Un passo alla volta, per Jannik. Ora il giorno di riposo nel quale, probabilmente, non mancherà di sbirciare il match dell’amico Musetti contro Novak Djokovic
foto Ray Giubilo
«Domani è un giorno importante», dice Jannik Sinner in conferenza stampa, e uno pensa che si riferisca alla possibilità, nemmeno troppo remota, che Lorenzo Musetti gli faccia il favore di battere Novak Djokovic promuovendolo così a nuovo numero 1 del mondo. Ma Jannik non si smentisce, l’importanza risiede nell’occasione di riposarsi in vista del prossimo turno. «Il riposo negli Slam è molto importante, questo poi è un torneo molto fisico.
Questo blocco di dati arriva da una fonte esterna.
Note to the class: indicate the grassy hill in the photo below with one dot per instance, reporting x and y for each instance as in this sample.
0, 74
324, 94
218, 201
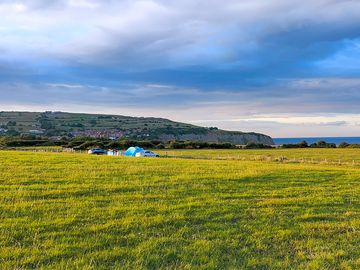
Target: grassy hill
117, 126
77, 211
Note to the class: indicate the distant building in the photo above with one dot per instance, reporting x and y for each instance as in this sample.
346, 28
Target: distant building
36, 131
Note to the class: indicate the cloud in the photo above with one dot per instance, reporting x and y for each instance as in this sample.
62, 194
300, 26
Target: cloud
191, 60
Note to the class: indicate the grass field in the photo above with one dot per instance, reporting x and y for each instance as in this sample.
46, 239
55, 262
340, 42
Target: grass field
68, 211
310, 155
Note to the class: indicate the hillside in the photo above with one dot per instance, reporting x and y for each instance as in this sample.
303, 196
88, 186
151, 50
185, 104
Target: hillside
51, 124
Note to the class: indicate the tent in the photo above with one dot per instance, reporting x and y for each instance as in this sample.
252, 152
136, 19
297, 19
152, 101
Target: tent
132, 151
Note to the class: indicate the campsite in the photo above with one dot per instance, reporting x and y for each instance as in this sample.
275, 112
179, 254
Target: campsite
204, 209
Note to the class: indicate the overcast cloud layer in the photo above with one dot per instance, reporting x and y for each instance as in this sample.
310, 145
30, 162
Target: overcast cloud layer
282, 67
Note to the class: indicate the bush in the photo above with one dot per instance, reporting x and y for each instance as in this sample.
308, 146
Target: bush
302, 144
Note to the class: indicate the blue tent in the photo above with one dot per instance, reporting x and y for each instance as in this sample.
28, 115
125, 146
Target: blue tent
131, 152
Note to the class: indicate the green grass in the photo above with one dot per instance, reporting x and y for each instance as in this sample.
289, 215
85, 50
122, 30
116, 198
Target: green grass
76, 211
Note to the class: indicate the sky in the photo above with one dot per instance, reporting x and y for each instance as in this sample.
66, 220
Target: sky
286, 68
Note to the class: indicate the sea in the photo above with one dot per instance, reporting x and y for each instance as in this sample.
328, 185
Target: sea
309, 140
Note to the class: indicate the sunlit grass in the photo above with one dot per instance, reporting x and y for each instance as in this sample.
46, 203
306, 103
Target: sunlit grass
61, 211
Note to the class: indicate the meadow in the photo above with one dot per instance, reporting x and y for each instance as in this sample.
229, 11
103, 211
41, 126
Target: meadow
76, 211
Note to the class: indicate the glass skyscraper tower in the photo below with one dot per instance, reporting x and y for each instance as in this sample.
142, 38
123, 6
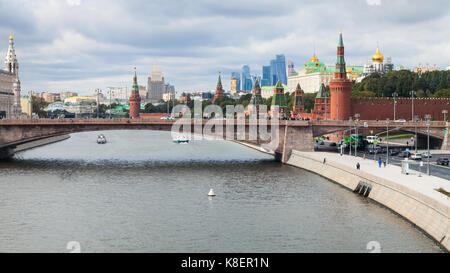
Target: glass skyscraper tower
246, 78
266, 79
237, 75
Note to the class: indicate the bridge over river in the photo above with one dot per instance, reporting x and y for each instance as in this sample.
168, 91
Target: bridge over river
279, 136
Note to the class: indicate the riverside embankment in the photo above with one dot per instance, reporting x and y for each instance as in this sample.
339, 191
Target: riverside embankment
413, 197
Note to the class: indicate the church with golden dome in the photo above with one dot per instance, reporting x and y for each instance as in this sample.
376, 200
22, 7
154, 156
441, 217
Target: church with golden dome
315, 73
376, 65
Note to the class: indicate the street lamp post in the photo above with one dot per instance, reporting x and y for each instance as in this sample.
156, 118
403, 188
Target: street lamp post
326, 111
395, 95
350, 137
387, 141
416, 119
356, 132
428, 117
413, 93
98, 92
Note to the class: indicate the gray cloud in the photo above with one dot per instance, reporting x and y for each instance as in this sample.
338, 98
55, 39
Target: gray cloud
97, 43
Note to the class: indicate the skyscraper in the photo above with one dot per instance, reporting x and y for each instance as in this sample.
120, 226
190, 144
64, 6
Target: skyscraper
135, 99
278, 69
155, 85
266, 76
237, 75
291, 69
219, 90
246, 78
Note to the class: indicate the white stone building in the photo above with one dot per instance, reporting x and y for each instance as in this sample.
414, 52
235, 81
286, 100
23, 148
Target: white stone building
10, 85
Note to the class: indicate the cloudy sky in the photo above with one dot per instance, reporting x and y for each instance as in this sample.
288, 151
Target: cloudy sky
80, 45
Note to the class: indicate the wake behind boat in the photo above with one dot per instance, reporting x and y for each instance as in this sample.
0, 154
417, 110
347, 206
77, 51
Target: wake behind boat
181, 139
101, 139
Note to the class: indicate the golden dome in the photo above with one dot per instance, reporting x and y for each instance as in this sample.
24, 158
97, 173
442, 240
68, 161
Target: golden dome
377, 57
314, 59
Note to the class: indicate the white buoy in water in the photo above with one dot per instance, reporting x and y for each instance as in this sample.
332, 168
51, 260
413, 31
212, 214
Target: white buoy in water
211, 193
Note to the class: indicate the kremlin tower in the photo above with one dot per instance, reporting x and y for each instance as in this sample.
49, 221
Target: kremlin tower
278, 108
135, 99
256, 101
219, 90
298, 102
340, 87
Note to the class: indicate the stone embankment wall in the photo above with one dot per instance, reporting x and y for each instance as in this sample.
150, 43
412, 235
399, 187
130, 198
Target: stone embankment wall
426, 213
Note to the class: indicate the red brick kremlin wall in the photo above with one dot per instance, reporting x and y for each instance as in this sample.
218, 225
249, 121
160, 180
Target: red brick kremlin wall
382, 108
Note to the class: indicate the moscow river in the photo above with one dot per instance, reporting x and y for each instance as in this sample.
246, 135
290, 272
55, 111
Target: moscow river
142, 193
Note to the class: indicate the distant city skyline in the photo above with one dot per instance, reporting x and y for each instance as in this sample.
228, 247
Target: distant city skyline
59, 49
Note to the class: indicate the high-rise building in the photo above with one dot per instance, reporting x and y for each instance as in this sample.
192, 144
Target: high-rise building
219, 90
278, 69
169, 92
291, 69
266, 79
237, 75
234, 88
256, 101
10, 85
246, 78
278, 108
135, 99
299, 107
155, 85
340, 87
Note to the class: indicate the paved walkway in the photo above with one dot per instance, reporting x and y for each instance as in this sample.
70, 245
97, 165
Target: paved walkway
425, 184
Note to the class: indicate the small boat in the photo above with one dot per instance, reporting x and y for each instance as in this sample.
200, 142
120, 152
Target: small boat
101, 139
181, 139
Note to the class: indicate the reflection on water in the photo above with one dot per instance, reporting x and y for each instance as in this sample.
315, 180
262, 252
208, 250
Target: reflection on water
142, 193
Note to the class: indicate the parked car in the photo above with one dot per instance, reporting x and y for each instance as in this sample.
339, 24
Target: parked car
442, 161
404, 154
393, 152
371, 149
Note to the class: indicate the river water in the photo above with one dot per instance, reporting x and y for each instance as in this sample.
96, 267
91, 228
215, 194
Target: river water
142, 193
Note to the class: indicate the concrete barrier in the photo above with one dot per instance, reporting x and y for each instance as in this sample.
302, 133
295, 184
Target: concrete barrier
428, 214
38, 143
Io sono felice e insieme al mio team orgoglioso per come abbiamo trattato l’infortunio all’anca, oggi in campo non sento nessun dolore, ma è vero che fisicamente non sono ancora al livello in cui vorrei essere, ed è su questo che dovremo concentrarci in vista dei prossimi turni». Ma al Muso, in caso di vittoria, non ha pensato di mandare neppure un mazzo di fiori?
«La verità è che qui non ci siamo visti molto. Di sicuro gli mando un grosso in bocca al lupo. Speriamo soprattutto che sia una bella partita, io che amo il tennis la vedo così. Non sto pensando molto al numero 1 o al numero 2, ma a conoscere meglio me stesso, a capire che cosa posso dare su questa superficie». Socratico Jannik.
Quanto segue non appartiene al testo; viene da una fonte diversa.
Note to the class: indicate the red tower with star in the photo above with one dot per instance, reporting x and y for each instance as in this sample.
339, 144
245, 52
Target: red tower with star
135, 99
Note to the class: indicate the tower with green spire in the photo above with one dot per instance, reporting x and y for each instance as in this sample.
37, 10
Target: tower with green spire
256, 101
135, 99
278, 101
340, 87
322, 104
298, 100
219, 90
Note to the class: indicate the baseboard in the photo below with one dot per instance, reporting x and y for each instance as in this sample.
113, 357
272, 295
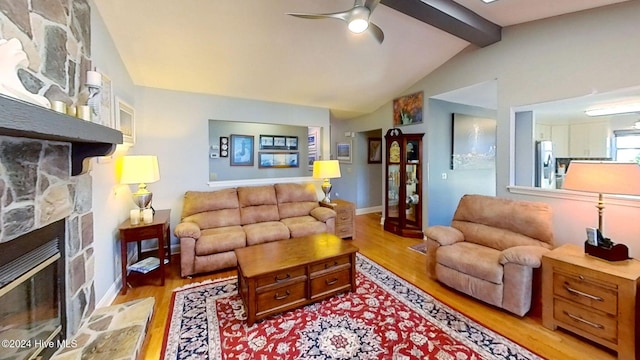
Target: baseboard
369, 210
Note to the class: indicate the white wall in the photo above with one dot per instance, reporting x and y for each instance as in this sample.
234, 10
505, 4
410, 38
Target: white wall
557, 58
109, 198
175, 127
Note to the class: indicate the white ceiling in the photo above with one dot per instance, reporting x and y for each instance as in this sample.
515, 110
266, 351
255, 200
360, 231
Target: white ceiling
251, 49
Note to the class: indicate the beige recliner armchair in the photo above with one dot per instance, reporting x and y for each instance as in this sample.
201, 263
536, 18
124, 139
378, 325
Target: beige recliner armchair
492, 250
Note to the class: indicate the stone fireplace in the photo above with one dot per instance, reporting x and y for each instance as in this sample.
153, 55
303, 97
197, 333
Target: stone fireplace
44, 183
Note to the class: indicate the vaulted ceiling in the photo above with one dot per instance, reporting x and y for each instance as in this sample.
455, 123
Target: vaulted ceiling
251, 49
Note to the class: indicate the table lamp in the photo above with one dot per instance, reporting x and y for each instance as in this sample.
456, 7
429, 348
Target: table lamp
141, 170
603, 177
326, 169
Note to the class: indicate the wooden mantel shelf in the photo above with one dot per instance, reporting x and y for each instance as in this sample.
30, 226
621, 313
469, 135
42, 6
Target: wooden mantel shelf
21, 119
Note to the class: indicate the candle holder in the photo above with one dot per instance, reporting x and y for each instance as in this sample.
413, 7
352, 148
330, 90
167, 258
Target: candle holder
94, 85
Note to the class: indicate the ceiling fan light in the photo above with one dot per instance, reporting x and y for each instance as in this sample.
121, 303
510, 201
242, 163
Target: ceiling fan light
358, 25
614, 109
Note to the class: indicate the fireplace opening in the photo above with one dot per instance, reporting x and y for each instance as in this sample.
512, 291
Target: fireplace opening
32, 294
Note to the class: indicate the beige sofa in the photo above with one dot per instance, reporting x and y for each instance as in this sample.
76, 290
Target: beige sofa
491, 249
214, 223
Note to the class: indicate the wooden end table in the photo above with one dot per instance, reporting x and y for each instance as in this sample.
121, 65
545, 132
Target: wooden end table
158, 229
594, 298
345, 217
282, 275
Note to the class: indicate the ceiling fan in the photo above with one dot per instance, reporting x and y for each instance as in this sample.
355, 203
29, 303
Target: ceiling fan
357, 18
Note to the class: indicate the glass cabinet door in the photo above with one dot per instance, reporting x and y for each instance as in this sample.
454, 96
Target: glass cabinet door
393, 191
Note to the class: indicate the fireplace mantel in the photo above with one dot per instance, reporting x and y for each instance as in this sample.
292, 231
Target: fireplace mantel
21, 119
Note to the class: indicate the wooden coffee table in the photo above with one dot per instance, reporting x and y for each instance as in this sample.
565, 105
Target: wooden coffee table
282, 275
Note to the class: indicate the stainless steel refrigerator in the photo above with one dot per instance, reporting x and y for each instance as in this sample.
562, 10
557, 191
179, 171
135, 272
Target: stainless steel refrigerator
545, 176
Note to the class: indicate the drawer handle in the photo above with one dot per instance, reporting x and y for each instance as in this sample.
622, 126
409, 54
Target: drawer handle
578, 292
332, 281
577, 318
282, 278
283, 296
327, 266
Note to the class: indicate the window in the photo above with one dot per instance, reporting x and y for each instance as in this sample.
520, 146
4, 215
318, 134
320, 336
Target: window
627, 145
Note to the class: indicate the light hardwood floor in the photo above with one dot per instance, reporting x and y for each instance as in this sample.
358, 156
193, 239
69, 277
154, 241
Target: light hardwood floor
392, 252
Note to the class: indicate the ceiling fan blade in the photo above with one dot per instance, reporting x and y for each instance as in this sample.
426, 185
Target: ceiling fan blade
371, 4
342, 15
376, 32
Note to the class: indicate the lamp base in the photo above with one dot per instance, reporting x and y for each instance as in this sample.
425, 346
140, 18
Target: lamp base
326, 189
617, 252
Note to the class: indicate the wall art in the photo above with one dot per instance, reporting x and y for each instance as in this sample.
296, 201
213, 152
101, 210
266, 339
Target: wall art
473, 143
343, 152
407, 110
241, 150
278, 159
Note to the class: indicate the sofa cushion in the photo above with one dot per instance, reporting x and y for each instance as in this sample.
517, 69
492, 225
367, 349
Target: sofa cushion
497, 238
296, 199
211, 209
475, 260
265, 232
258, 204
532, 219
220, 239
202, 201
304, 225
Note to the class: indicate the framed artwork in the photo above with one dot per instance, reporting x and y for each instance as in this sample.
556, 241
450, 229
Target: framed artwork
106, 103
278, 159
407, 110
241, 150
312, 140
292, 143
375, 151
473, 143
126, 121
343, 152
313, 156
274, 142
224, 146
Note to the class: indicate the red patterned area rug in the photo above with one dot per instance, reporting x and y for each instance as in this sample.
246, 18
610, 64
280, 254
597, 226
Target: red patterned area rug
385, 318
Qualche avventuroso gli chiede se continuando con lo sci avrebbe potuto diventare tanto forte da sfidare Marco Odermatt, ma il paragone sembra esagerato persino a Jan: «Non credo che da professionista nello sci sarei potuto andare molto avanti, ma chissà. Di certo mi ha aiutato con l’equilibrio, e anche dal punto di vista mentale. Quando fai la libera o il Super G un po’ di paura la senti, invece nel tennis al massimo perdi un punto, per questo sul campo non ho paura…».
Per quanto riguarda le Olimpiadi, con l’ufficializzazione dei quattro posti in singolare – Sinner, Musetti, Darderi e Arnaldi – che esclude il suo possibile compagno di doppio Lorenzo Sonego, non ha invece ancora le idee chiare: «Adesso penso a Parigi, dopo la fine del torneo vedremo. Non so se giocherò anche doppio o doppio misto, una coppia già c’è, Bolelli e Vavassori, per l’altra vedremo».
Inutile anche tentare di indagare la natura esatta del problema all’anca, che lo ha costretto a letto per qualche giorno a Torino, magari speculando sull’arrivo anticipato a Parigi di Darren Cahill. «Non è che se arriva un allenatore vuol dire che gioco e se non arriva no. Di coach ne ho due, si alternano bene, e si danno il cambio perché fare 45 settimane sul Tour può essere pesante. Se non avessi giocato qui avrei aspettato 5 minuti e poi avrei iniziato a prepararmi per l’erba, quindi Darren sarebbe comunque arrivato». Ma non ripensa mai, con un po’ di emozione, a tutto quello che è riuscito a combinare negli ultimi dodici mesi, dalla sconfitta al secondo turno contro Altmaier qui a Parigi?
«Certo che ci ripenso, ma fa tutto parte di un percorso, e se vuoi crescere, diventare una persona migliore e un tennista più forte, è più importante capire che errori hai fatto».